There are all sorts of legal questions that the General Assembly could have asked the International Court of Justice about the behaviour of anti-Zionist States and the Palestinian Authority. The General Assembly could have asked:
Considering the rules and principles of international law, what are the legal consequences of the failure of States and the Palestinian Authority:
a) to prevent the activities of suicide bombers directed against Israel;
b) to prohibit the incitement to hatred against the Jewish people and war propaganda against Israel;
c) to repress and eliminate terrorism in all its forms and manifestations against Israel;
d) to ban and seize the funding of anti-Zionist terrorist organizations, including but not limited to, Hamas, Al-Aqsa Martyr's Brigade, the Palestinian Popular Liberation Front, and Hezbollah?
However, these questions were not asked.
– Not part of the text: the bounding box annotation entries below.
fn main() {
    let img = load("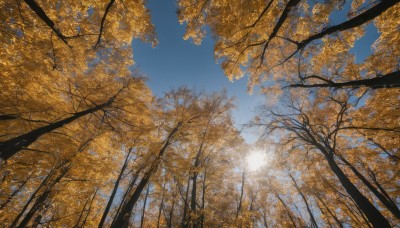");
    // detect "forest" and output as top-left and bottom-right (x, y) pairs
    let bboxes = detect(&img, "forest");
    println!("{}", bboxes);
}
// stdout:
(0, 0), (400, 228)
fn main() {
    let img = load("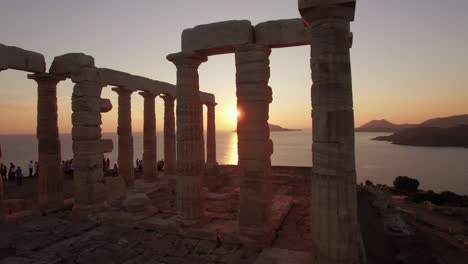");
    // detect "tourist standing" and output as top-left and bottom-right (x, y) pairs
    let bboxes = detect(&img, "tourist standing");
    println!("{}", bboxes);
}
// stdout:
(34, 161), (39, 176)
(0, 163), (7, 181)
(16, 166), (23, 186)
(28, 160), (34, 177)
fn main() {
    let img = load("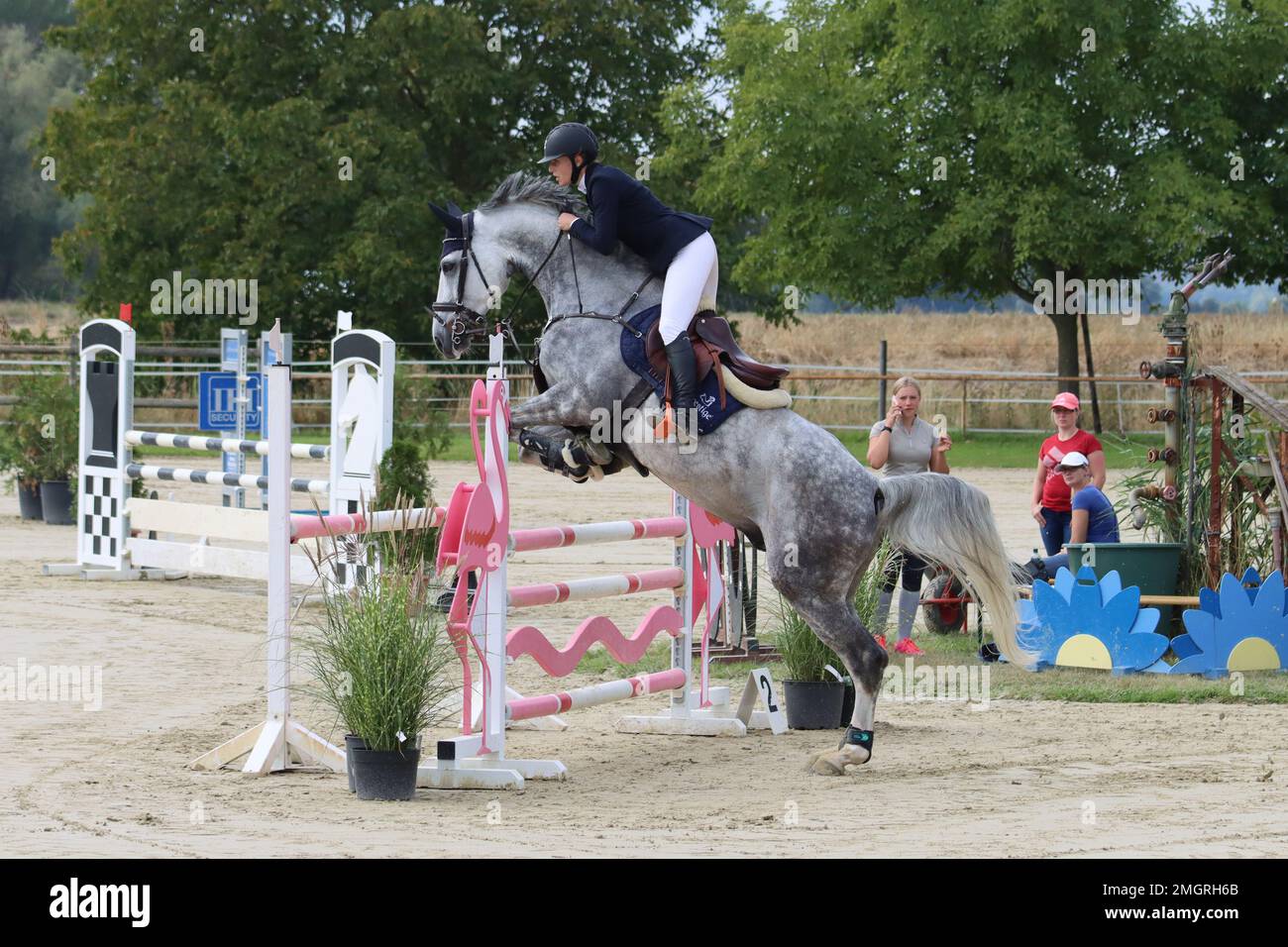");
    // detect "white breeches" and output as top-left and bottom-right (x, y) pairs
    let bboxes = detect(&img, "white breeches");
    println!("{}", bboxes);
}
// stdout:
(658, 233), (720, 344)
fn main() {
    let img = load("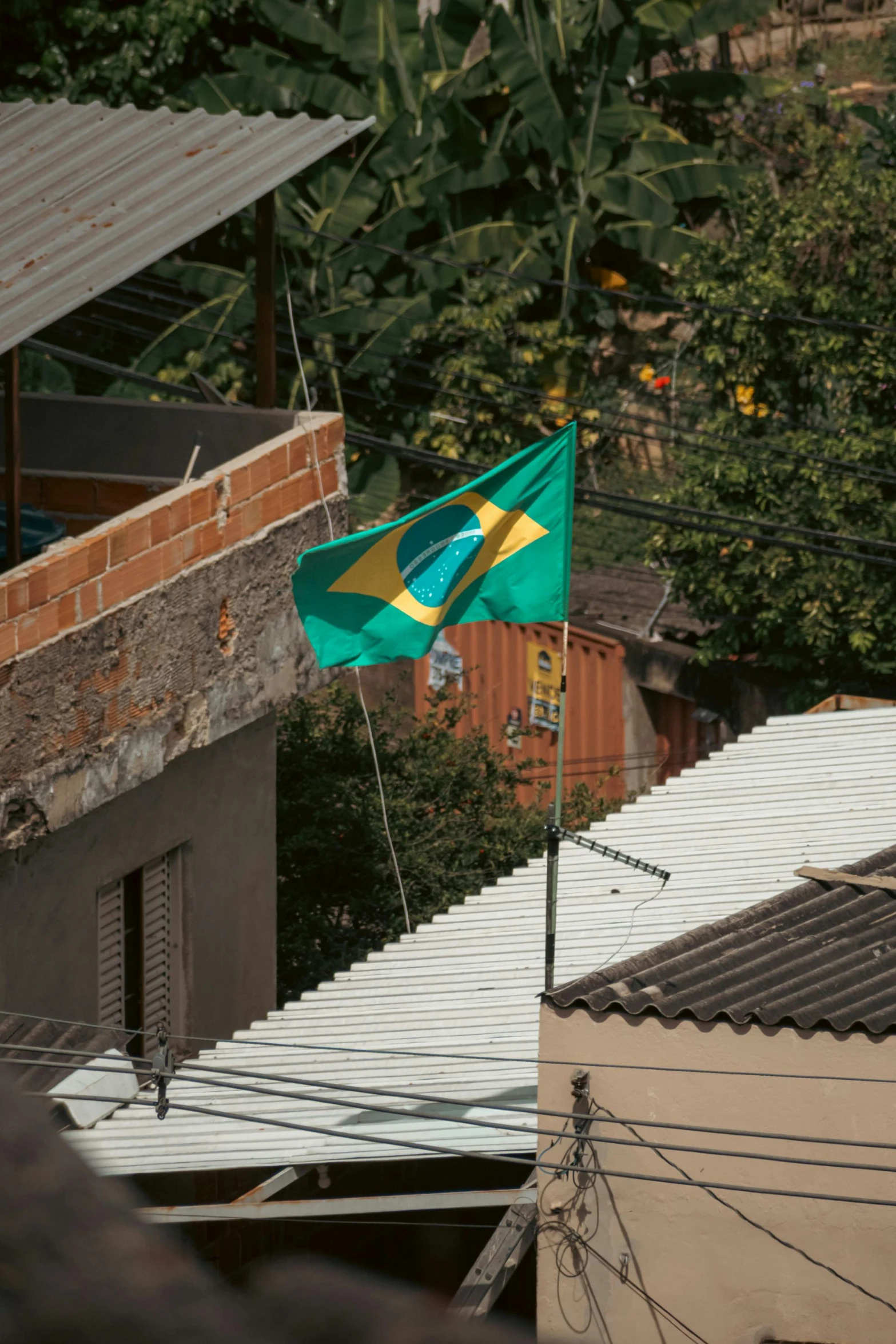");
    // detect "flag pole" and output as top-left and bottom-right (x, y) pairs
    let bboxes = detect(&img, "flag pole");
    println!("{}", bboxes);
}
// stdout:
(544, 621), (570, 993)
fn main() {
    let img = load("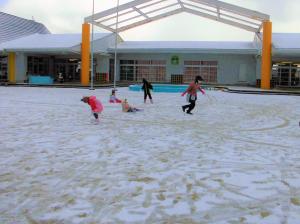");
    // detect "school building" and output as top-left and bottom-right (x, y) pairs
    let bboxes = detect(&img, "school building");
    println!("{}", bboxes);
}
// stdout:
(0, 0), (300, 88)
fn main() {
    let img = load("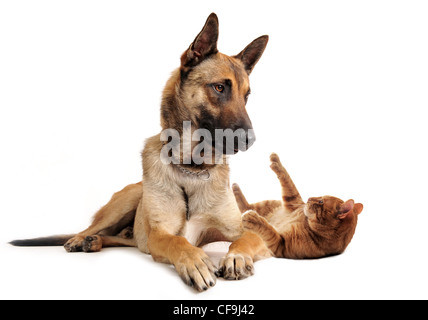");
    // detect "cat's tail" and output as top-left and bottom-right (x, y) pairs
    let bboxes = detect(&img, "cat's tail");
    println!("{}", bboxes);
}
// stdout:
(9, 234), (75, 247)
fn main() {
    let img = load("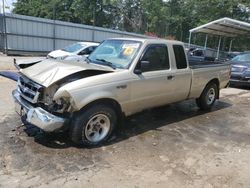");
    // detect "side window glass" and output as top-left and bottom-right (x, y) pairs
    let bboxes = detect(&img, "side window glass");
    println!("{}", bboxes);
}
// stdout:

Rather, what we have is an armed conflict in the Middle East that raises many questions about compliance with international law. The side that has the greater number of votes in the General Assembly, the politically more popular side, gets to ask the Court its questions in the most tendentious way imaginable; while the side with the fewer number of votes is not able to ask the Court its questions.
In the result, the Court has the option of holding one side at fault or blameless. Yet, because it is never asked, it does not have the option of holding the other side at fault. The Court can spell out the legal consequences of the violations of international law by one side; but, because it is never asked, it cannot spell out the legal consequences of the violations of international law by the other side.
This form of questioning is inherently imbalanced. The problem is not just the answers that might be given. It is the very asking of the question.
The General Assembly, as is apparent, has built-in restraints. It is a tyranny of a majority. The only restraint is the Court itself.
The Court must decline to answer a question posed in the context of armed conflict which raises the culpability of one side only in that conflict, which asks the Court the legal consequences of the violation of international law by one side only in the conflict. Otherwise, the Court itself will be seen to be taking sides in the conflict, not as I say, because of the answer it might give, but because of its very willingness to attempt to answer the question, to legitimize such a one-sided debate.
Peace is, of necessity, a reciprocal affair. It is impossible to have peace if only one side wants peace, if only one side is prepared to lay down its arms and accept a settlement. For the General Assembly to ask, and the Court to answer, questions about the culpability of only one side in the Middle East conflict ignores the need for reciprocity for peace to occur.
Setting out the legal obligations of one side only to an armed conflict de-contextualizes the acts of the side under legal scrutiny from the armed conflict of which the acts form part. This is standard anti-Zionist fodder, treating the Israeli acts in isolation from their context, so that they are made to seem like gratuitous acts of cruelty rather than a measured response to the worst sort of violence.
Although setting out the legal obligations of both sides is not necessarily the best way to achieve peace, at least it is a positive contribution to peace. It may make sense to hold that legally each side should engage in certain behaviour. Resolutions of the Security Council, or of the General Assembly, before the anti-Zionist majority seized control of it, have called on Israel to engage in certain acts, provided Palestinians and States are willing to live at peace with Israel. However, it makes no sense even to consider what one side should do in isolation, without considering any legal constraints on the other side at all.
The question, in the form that it is asked, is a provocation and an insult, not just to Israel, but also to justice, to peace, to the Security Council and to the International Court of Justice. The Court should not swallow this insult whole and demean both itself and the cause of justice by agreeing to answer it.